A raffle offers a first prize of 1000 2 second prizes of 300

A raffle offers a first prize of $1000, 2 second prizes of $300 and 20 third prizes of $10 each. If 8000 tickets are sold at 75¢ each, find the expected winnings (IN CENTS) for a person buying 1 ticket.

Solution

75 cents mean $0.75. Let X shows the wining amount by the person. Since person buy only 1 ticket so X can take values $1000-$0.75=$999.25 or $300-$0.75=$299.25 or $10-$0.75=$9.25 or -$0.75 (if person does not win).

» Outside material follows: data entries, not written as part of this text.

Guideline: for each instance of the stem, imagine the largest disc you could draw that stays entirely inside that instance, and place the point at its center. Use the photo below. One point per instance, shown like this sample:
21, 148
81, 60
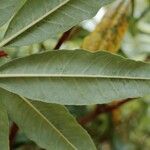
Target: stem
13, 132
143, 14
101, 108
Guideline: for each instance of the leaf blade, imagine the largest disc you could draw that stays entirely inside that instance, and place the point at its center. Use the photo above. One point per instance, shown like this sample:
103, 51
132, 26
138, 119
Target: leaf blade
46, 124
4, 126
76, 77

Since there is only first proze so

P(X=$999.25)= 1/8000

There are 2 second prize so

P(X=$299.25)= 2/8000

There are 20 third prize so

P(X=$9.25)= 20/8000

And rest 8000-(1+2+20)=7977 do not have any prize so

P(X=-$0.75)= 7977/ 8000

So the expected winnings for a person buying 1 ticket will be

E(X)= $999.25*(1/8000)+ $299.25 *(2/8000) + $9.25* (20/8000) + (-$0.75) * (7977/8000)=$0.22275

So  the expected winnings (IN CENTS) for a person buying 1 ticket is approximately 22 cents.